Cell detection without nuclear dye

Hi Team,

I have many confocal images in lsm format. The images have cells which have been stained with three dyes.
Two dyes are for two different proteins which translocate from cytoplasm to nucleus and thats what the goal is to track their translocation pattern. However, 3rd dye was used to mark the nuclear boundary NOT by staining nucleus BUT by mitochondrial dye which simply outlines the nucleus. So, all three dyes are cytoplasmic, two of them will show the translocation pattern.

How can we work with these images as boundary detection is first step to move-on?
Plz guide me.
Thanks
Mridul KK

Hi,

It seems to me that whatever stain you are choosing to use to delineate the nuclear boundary, two things need to be true:

  • There needs to be good contrast between the perinculear region stained with the mitochrondial dye and the interior of the nucleus. Any sort of thresholding or image processing procedures will require a reliable difference in intensity between these two areas.

  • The perinuculear stain needs to enclose the entire nucleus perimeter, for the purposes of properly delineating these regions.

If this is the case, you would suggest looking at this thread. The experimental situation is very different, but the basic assay is the same: using a circular image feature to identity an enclosing object of interest. This may help you get started.

Regards,
-Mark

Hi Mark,

Thanks for your reply and pointer to the thread. I assumed the similar thing to work with and I did tried with the pipeline given in the mentioned thread however, I didn’t get acceptable result.

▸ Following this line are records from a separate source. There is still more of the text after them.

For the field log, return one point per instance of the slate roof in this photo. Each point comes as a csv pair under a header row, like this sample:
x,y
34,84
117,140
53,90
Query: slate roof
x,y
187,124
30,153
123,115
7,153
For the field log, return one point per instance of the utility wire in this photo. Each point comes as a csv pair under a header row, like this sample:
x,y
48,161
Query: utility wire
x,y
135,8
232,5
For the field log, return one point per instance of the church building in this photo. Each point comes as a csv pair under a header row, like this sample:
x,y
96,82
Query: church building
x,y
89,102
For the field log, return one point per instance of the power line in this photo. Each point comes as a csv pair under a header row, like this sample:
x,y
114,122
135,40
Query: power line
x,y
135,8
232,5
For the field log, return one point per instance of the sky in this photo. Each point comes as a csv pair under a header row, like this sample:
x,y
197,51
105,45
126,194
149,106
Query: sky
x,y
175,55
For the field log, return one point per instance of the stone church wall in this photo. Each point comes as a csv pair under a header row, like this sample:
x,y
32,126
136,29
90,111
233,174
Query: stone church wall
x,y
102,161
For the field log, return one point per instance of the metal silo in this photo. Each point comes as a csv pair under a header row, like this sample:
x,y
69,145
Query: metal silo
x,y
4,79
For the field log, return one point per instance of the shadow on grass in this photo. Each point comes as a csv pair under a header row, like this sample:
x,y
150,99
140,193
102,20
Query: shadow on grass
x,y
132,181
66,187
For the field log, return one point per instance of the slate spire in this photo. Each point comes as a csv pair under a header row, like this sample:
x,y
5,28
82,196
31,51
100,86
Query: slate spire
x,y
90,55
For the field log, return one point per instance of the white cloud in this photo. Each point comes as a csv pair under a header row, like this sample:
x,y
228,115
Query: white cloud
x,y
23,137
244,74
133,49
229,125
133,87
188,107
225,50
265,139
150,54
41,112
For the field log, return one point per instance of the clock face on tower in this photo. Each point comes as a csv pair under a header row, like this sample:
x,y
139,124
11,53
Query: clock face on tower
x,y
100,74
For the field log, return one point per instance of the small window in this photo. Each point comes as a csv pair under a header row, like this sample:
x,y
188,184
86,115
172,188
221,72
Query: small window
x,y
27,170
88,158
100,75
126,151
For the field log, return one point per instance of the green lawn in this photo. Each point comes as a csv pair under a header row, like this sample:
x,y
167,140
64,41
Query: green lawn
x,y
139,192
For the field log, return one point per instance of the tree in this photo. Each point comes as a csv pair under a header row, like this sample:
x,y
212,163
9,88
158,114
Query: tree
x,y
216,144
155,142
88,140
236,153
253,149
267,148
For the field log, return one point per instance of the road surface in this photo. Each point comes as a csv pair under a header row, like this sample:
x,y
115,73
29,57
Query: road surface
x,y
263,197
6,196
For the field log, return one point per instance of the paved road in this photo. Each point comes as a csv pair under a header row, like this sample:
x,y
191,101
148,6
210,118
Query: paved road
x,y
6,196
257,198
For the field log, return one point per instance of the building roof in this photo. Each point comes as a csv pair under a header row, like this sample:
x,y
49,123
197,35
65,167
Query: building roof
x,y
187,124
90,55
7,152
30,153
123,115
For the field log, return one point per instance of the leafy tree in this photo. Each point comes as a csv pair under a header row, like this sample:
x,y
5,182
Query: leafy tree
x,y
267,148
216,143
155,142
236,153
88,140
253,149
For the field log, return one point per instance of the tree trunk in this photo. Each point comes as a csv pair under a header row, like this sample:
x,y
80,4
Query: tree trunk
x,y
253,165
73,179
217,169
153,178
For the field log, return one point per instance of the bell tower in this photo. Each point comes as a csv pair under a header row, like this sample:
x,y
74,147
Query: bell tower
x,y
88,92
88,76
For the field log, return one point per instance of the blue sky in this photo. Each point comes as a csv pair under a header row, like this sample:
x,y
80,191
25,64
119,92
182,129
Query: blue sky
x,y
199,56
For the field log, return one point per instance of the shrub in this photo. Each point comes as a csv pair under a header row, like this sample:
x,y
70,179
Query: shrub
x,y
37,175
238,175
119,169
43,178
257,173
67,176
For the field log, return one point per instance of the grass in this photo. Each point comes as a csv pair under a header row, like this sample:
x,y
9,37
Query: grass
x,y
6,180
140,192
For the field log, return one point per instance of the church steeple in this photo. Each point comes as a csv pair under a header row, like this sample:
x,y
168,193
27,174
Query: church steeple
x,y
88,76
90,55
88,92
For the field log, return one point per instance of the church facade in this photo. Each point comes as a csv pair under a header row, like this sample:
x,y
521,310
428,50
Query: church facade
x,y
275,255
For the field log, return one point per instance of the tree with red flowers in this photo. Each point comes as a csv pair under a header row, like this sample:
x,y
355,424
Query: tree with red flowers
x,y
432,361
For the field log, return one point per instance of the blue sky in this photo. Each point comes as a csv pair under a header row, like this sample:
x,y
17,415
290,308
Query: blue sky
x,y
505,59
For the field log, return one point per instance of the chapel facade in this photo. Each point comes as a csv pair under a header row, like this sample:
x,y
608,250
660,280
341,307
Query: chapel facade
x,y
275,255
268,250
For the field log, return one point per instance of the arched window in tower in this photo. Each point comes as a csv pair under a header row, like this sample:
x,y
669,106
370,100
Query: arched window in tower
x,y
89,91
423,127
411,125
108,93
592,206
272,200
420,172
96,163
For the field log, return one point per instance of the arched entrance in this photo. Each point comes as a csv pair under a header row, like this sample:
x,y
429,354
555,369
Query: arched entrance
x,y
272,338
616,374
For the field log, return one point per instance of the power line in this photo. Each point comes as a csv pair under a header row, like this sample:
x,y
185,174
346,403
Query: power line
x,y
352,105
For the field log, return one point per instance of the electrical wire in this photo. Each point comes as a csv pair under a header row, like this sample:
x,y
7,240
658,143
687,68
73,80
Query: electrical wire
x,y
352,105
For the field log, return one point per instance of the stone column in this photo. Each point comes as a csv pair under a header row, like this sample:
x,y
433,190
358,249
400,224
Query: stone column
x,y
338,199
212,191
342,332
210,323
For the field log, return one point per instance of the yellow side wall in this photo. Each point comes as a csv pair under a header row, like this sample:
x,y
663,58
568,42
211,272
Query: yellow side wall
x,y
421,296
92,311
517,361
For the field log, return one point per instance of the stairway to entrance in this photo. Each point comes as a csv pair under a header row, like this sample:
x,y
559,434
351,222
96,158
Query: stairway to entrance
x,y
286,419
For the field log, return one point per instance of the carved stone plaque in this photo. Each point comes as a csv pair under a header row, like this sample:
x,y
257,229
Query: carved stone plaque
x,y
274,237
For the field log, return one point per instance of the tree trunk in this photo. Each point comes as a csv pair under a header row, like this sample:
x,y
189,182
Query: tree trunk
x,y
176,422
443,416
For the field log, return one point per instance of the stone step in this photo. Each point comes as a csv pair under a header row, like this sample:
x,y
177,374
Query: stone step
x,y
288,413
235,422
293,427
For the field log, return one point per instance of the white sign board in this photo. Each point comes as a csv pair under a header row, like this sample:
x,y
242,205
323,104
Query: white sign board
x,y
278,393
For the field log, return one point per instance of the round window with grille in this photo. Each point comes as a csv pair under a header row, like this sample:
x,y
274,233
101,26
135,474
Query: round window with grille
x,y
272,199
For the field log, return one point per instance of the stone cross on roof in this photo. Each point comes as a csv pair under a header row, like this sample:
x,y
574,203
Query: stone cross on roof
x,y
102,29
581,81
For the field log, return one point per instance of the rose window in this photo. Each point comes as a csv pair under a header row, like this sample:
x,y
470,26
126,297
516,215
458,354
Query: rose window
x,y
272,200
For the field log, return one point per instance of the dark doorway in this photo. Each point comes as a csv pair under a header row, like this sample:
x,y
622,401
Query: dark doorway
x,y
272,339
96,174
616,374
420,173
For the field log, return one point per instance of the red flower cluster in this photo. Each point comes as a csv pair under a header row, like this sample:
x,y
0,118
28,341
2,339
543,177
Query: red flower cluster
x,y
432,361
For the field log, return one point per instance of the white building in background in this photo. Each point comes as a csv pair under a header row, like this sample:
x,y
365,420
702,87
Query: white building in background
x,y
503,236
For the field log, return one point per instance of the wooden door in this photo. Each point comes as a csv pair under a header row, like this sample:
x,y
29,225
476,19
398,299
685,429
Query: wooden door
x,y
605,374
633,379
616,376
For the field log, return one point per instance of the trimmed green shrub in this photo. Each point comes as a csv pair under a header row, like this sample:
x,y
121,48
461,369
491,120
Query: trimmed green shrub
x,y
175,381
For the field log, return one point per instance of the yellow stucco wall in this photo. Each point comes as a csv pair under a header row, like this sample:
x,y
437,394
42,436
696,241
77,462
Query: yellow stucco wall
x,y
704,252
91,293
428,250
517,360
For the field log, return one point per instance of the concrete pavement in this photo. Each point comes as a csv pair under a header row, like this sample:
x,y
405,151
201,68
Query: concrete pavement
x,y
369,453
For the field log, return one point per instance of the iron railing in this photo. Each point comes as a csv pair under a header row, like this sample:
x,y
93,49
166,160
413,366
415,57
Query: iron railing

So, I thought of giving you three sample images each representing one channel. Just briefly again,
Green: tagged protein will translocate from cyto to nucleus after stimulation.
Red: tagged protein will translocate from cyto to nucleus after stimulation.
Blue: tagged protein is basically a peri-nuclear one and will NOT translocate to nucleus and should show the boundary.
The nuclei itself is not stained with anything.

AIM: need to calculate the translocation ratios of two tagged proteins: green & red.

Kindly help me.
Thanks





Hi Mark,

Thanks for your reply and pointer to the thread. I assumed the similar thing to work with and I did tried with the pipeline given in the mentioned thread however, I didn’t get acceptable result.

So, I thought of giving you three sample images each representing one channel. Just briefly again,
Green: tagged protein will translocate from cyto to nucleus after stimulation.
Red: tagged protein will translocate from cyto to nucleus after stimulation.
Blue: tagged protein is basically a peri-nuclear one and will NOT translocate to nucleus and should show the boundary.
The nuclei itself is not stained with anything.

AIM: need to calculate the translocation ratios of two tagged proteins: green & red.

Kindly help me.
Thanks






Hi Mark,

Did you get any chance to look at the images that I sent you?
Thanks
Mridul KK

Hi cellprofiler team,

Im glad to receive constant help from you for any problems, i came across.
But this time, I’m not sure whether Mark is available currently to look into and help me. Can anyone of you suggest a pipeline/strategy to solve the problem mentioned here.
I have tried all sorts of possibilities to work it out but couldn’t get any.
Please guide me.
Thanks

Mridul KK

Hi,

I’m attaching a pipeline that attempts to detect the cells and the nuclei in the blue channel. A lot of tweaking will be required to capture both the nuclei and the cells, but this should get you started.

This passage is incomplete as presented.